Former Governor of Portlaoise Prison John Lonergan will be honoured with a Lifetime Achievement Award by the Irish Red Cross, for his contribution to Irish society through his work in Irish prisons which spans four decades.
When John Lonergan walked into his first day of work in Limerick on 8 March 1968, he was embarking on a 42-year-long career in the Irish Prison Service. There were 47 people in Limerick Prison on that first day and 660 across the whole island, compared to 4,000 today.
After three years in Limerick, he moved to Shanganagh Castle in Dublin which was an open detention centre for boys ages between 16 and 21. Following this, Mr Lonergan worked in a number of prisons and institutions including Loughan House in Co Cavan when it accommodated teenagers aged 12-18.

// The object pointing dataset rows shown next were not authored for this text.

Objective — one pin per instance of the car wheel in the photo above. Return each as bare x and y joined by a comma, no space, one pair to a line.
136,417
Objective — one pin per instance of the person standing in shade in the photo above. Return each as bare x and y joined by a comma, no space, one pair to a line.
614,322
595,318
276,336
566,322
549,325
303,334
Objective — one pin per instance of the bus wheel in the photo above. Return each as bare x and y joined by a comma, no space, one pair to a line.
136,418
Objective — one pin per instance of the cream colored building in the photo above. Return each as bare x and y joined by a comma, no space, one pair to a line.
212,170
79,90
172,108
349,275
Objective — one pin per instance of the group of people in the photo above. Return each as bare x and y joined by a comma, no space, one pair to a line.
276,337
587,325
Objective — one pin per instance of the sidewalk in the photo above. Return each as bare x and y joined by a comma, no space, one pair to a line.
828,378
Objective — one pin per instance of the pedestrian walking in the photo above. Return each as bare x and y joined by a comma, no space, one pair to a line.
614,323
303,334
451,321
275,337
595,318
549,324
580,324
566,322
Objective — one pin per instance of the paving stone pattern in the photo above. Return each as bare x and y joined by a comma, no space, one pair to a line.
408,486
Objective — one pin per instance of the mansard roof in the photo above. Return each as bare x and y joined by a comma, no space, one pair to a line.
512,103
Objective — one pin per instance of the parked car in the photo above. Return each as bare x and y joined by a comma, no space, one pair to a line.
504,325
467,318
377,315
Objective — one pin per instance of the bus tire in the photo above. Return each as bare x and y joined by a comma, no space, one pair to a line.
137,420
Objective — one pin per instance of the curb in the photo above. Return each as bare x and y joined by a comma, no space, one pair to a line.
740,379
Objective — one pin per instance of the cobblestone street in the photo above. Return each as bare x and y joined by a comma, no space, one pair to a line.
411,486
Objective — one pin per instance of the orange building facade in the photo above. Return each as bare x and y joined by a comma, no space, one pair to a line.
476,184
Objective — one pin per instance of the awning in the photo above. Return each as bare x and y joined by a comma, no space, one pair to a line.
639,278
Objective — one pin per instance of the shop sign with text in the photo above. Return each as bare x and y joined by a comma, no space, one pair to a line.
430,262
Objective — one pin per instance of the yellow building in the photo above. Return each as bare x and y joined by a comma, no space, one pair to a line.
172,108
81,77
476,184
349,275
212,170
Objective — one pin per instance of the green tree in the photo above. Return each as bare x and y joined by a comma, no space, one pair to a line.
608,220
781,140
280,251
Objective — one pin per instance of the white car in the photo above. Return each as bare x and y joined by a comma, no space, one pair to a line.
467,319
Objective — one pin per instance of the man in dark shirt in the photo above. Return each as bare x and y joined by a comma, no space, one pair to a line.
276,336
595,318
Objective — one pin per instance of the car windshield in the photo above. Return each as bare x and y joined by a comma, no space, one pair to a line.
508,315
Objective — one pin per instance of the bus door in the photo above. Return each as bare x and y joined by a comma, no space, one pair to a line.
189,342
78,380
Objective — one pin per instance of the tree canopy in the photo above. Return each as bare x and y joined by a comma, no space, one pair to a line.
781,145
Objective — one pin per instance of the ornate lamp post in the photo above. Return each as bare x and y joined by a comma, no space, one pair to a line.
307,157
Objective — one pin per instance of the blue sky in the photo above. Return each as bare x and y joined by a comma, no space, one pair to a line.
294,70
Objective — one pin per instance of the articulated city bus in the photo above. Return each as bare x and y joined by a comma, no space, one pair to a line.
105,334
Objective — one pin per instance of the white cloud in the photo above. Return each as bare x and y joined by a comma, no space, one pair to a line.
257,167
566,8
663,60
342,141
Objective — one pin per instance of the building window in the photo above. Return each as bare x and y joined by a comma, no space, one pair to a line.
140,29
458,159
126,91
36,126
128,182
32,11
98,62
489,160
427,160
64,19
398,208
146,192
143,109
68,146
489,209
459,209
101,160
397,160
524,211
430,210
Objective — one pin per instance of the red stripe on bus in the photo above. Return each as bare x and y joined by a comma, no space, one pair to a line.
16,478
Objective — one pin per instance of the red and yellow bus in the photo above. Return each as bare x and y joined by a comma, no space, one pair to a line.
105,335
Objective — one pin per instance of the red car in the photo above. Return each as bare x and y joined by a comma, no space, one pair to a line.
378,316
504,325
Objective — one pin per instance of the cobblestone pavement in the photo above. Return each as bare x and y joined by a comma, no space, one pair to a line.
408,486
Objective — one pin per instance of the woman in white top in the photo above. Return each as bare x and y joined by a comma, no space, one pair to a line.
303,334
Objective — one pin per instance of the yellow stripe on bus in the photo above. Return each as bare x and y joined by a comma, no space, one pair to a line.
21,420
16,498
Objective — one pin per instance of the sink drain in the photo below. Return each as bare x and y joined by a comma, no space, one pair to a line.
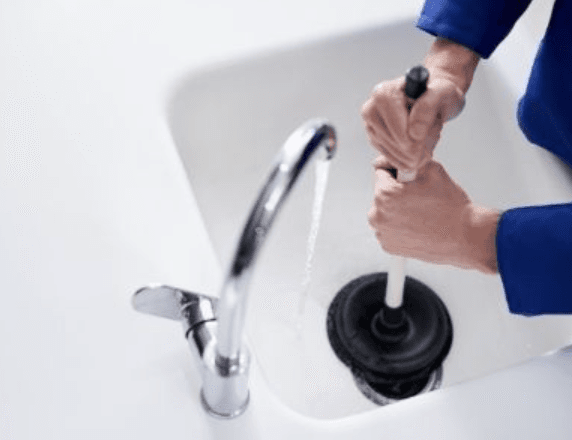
376,395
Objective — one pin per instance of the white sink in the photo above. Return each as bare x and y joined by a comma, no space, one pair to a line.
229,122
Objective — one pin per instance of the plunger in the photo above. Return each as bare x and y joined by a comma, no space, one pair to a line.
392,331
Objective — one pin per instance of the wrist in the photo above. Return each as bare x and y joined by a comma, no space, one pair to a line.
453,61
480,228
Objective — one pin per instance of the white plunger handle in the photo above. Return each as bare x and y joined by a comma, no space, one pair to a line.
396,273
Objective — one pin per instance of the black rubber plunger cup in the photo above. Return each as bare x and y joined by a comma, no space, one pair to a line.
392,352
394,357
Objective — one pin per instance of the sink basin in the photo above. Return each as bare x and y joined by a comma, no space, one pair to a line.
228,123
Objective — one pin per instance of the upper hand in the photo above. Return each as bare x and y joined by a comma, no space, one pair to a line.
407,139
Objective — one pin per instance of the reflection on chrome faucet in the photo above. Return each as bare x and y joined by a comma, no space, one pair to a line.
214,328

In 1984, he was appointed Governor of Mountjoy Prison and four years after that, in 1988, he was transferred to the high-security jail in Portlaoise which coincided with the Trobles.
He served as Governor of Portlaoise Prison until 1992 when he moved back to Mountjoy, where he again served as Governor until he retired in 2010.
While Governor of Mountjoy, John’s analysis revealed that 75% of Dublin-born prisoners were from six small communities in Dublin city. He was one of the first people to draw the public’s attention to the origins of crime in Ireland, and the connection between criminality and the social, economic and educational circumstances of prisoners and their families: this was a wake-up call for Irish society and Government.
The Irish Red Cross says Mr Lonergan was avant-garde in his rehabilitative approach to managing prisons. The Red Cross says he recognised the importance which mental health and having hope for a better future played in prison life and he set about making the regime more humanitarian for those in prison by enhancing and promoting opportunities for education, training and building self-esteem.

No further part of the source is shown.